Patty Chang, Milk Debt, 2020

In collaboration with 18th Street Arts Center, Marathon Screenings co-presented a screening and conversation on May 22, 2020 with Patty Chang and curator Anuradha Vikram, who initiated Chang’s presentation at 18th Street. 

Patty Chang, Fear List, 2020. 9 minutes. Video still. Courtesy of the artist.
 
Patty Chang: In the summer of 2018, I was overwhelmed by feelings of anxiety in relation to climate change and the current state of affairs in the United States.  I decided to make a list of everything I was afraid of at that moment. It was a relief to know that some of my fears were irrational, but it was equally scary to know that consequential things were out of my control.

Since February 2019 I’ve been working on Milk Debt, a multi-part video project of women pumping breast milk while reciting lists of fears. The fears are collected from various communities in specific geographical regions.

The title Milk Debt refers to the idea in Chinese Buddhism that a child is forever indebted to its mother for the milk she gave. Breast milk is created when the body starts to produce the hormones prolactin and oxytocin. Oxytocin is also produced when one is in love.  Milk debt is an arrangement that binds us to our history and to the earth. It is an unpayable debt. 
The performance acts as a type of ritual in which the performer channels the fears of others into public speech, in turn, transforming them from the individual into the communal.


ABOUT PATTY CHANG

Patty Chang is an artist working in performance, video, writing, and installation. Her work has a capacity to explore complex subjects nearly simultaneously, as does life.

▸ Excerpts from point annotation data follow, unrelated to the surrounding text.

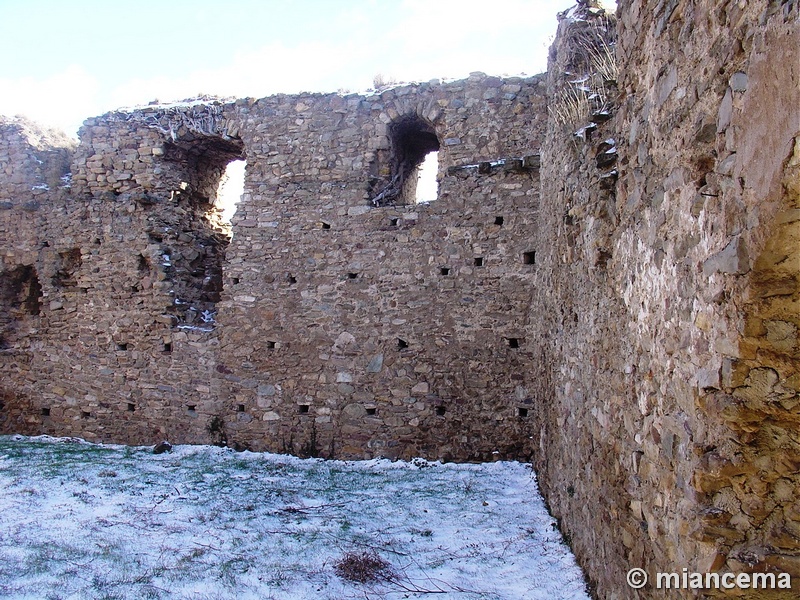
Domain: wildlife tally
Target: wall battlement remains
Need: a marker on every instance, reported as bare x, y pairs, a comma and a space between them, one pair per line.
607, 285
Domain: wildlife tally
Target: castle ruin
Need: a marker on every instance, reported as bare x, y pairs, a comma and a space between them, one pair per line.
607, 286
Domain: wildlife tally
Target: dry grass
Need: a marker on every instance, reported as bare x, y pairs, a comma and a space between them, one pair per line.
363, 567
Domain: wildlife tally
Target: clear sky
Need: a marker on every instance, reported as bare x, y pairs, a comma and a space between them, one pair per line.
67, 60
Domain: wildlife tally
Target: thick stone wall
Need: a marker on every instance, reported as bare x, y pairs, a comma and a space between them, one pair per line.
624, 317
667, 410
337, 322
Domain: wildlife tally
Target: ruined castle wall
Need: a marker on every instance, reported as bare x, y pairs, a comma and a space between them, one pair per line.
329, 325
625, 316
355, 330
668, 412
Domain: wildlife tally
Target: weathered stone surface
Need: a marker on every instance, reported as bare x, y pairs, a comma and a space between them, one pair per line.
633, 333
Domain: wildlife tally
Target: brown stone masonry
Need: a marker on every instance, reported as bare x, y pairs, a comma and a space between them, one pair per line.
608, 284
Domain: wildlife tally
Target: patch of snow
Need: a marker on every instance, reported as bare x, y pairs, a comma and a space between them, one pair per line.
83, 520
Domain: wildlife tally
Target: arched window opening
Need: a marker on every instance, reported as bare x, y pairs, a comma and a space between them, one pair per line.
427, 185
203, 173
230, 190
411, 140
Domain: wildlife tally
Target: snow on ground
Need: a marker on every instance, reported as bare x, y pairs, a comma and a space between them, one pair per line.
80, 520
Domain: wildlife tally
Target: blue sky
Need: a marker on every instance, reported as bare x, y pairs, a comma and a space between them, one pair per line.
67, 61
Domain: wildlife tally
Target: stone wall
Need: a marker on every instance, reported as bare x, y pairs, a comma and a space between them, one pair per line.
625, 316
667, 405
340, 321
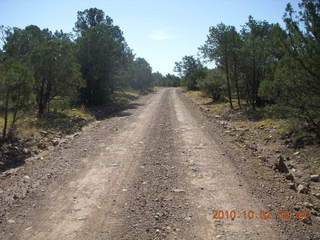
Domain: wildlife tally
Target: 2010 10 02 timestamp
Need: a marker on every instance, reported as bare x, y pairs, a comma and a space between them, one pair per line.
263, 214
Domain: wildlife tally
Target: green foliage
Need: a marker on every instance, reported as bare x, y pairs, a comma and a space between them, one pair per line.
16, 80
190, 70
271, 67
213, 84
142, 75
102, 54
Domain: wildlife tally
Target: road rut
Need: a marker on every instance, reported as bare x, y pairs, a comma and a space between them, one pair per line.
158, 176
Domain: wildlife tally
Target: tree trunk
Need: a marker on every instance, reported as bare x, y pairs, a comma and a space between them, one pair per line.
6, 110
41, 106
228, 84
236, 82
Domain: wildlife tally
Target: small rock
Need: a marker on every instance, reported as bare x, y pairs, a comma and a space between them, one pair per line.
177, 190
26, 177
26, 151
290, 177
307, 221
281, 166
302, 188
308, 205
292, 186
55, 141
315, 178
44, 133
82, 218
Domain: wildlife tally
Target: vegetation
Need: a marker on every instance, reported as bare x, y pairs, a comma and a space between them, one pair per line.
263, 66
40, 70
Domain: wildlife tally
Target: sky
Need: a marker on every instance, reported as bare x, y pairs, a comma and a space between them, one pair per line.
161, 31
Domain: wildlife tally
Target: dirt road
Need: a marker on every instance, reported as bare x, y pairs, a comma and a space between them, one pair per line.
153, 172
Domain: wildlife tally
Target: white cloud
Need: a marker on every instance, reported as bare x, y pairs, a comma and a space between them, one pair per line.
160, 34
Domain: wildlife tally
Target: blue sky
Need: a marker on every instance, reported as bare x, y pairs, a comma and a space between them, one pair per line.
161, 31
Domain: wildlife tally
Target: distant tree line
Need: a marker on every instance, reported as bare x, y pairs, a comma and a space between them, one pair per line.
38, 66
264, 64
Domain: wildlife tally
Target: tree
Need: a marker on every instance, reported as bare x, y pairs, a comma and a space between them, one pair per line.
56, 71
16, 81
218, 48
142, 75
102, 54
256, 57
213, 84
190, 69
299, 70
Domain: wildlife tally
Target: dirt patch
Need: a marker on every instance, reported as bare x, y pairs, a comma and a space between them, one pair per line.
256, 152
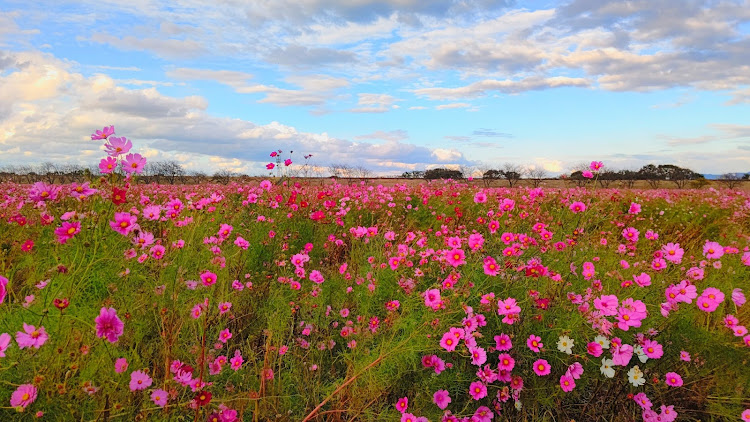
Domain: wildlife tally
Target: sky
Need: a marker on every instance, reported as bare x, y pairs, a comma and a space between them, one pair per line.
391, 85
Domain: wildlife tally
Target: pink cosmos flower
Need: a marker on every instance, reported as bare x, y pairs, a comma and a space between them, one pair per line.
503, 342
534, 343
316, 277
577, 207
3, 288
631, 234
455, 257
103, 134
621, 354
208, 278
109, 325
121, 365
225, 335
23, 396
737, 297
542, 367
594, 349
713, 250
133, 163
673, 253
606, 304
477, 390
478, 356
31, 337
449, 342
236, 361
124, 223
116, 146
441, 398
41, 191
159, 397
567, 383
4, 343
139, 380
107, 165
506, 362
67, 231
673, 379
652, 349
402, 404
575, 370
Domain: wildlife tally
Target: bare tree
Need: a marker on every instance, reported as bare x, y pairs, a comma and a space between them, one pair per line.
512, 173
536, 175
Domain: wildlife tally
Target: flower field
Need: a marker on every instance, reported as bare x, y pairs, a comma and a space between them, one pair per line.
442, 301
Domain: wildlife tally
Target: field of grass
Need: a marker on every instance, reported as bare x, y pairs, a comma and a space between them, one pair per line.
443, 301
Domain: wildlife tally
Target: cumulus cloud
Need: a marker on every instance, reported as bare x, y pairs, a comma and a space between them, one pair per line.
36, 112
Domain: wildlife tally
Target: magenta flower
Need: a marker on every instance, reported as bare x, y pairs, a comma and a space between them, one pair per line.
673, 379
577, 207
159, 397
208, 278
104, 133
441, 398
542, 367
139, 380
402, 404
455, 257
108, 165
449, 342
652, 349
133, 163
567, 383
225, 335
121, 365
116, 146
503, 343
713, 250
31, 337
4, 343
24, 395
534, 343
124, 223
41, 191
737, 297
109, 325
477, 390
67, 231
3, 288
506, 362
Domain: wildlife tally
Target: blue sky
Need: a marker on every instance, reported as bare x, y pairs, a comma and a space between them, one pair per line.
391, 85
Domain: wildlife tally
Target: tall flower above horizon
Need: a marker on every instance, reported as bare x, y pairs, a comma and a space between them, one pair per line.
133, 163
117, 146
109, 325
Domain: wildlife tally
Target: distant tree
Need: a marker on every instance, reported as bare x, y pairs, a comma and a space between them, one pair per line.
606, 177
512, 173
627, 178
417, 174
443, 173
490, 176
536, 175
731, 180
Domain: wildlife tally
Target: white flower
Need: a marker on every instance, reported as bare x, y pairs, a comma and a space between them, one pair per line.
603, 341
635, 376
638, 350
565, 344
607, 369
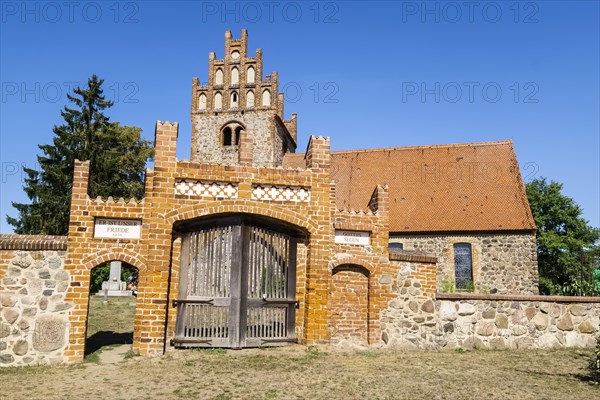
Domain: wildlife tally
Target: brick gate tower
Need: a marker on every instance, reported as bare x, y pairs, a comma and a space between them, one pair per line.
237, 113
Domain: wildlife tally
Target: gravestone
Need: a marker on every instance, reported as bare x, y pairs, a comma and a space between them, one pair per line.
114, 286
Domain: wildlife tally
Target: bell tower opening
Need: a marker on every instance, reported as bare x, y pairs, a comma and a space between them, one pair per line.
237, 91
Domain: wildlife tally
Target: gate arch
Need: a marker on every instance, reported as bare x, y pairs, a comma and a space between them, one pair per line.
213, 208
349, 304
237, 281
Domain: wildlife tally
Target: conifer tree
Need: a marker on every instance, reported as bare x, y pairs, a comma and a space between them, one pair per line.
117, 158
568, 247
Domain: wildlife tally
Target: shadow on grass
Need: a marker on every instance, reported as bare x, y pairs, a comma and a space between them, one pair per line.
105, 338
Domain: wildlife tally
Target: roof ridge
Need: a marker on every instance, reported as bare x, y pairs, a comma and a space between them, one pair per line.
433, 146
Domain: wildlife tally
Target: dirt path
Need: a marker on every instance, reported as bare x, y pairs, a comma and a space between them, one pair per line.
114, 354
299, 373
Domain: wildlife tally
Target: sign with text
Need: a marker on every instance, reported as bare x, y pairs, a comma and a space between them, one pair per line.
112, 228
353, 237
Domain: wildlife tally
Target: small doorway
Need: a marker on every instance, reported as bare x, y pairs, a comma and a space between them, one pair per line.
111, 307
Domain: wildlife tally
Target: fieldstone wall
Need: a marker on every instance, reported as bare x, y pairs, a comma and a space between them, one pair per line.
502, 263
34, 315
491, 322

Born in 1972 in San Leandro, California, Chang received her BA from the University of California, San Diego, in 1994. Her work has been exhibited nationwide and internationally at such institutions as the Museum of Modern Art, New York; Guggenheim Museum, New York; New Museum, New York; ; BAK, Basis voor actuele Kunst, Utrecht; the Hammer Museum, Los Angeles; Fri Art Centre d’Art de Freibourg, Switzerland; Chinese Arts Centre, Manchester, England; the Museum of Contemporary Art, Chicago; the M+ Museum, Hong Kong; the San Francisco Museum of Modern Art; the Times Museum in Guangzhou, China; and the Moderna Museet, Stockholm. She has received a United States Artists Fellowship, Rockefeller Foundation Grant, a Creative Capital Award, a finalist for the Hugo Boss Prize, a Guna S. Mundheim Fellow in the Visual Arts at the American Academy in Berlin, a John Simon Guggenheim Memorial Foundation Fellow, an Anonymous Was a Woman Grant. She teaches at the University of Southern California. She lives and works in Los Angeles.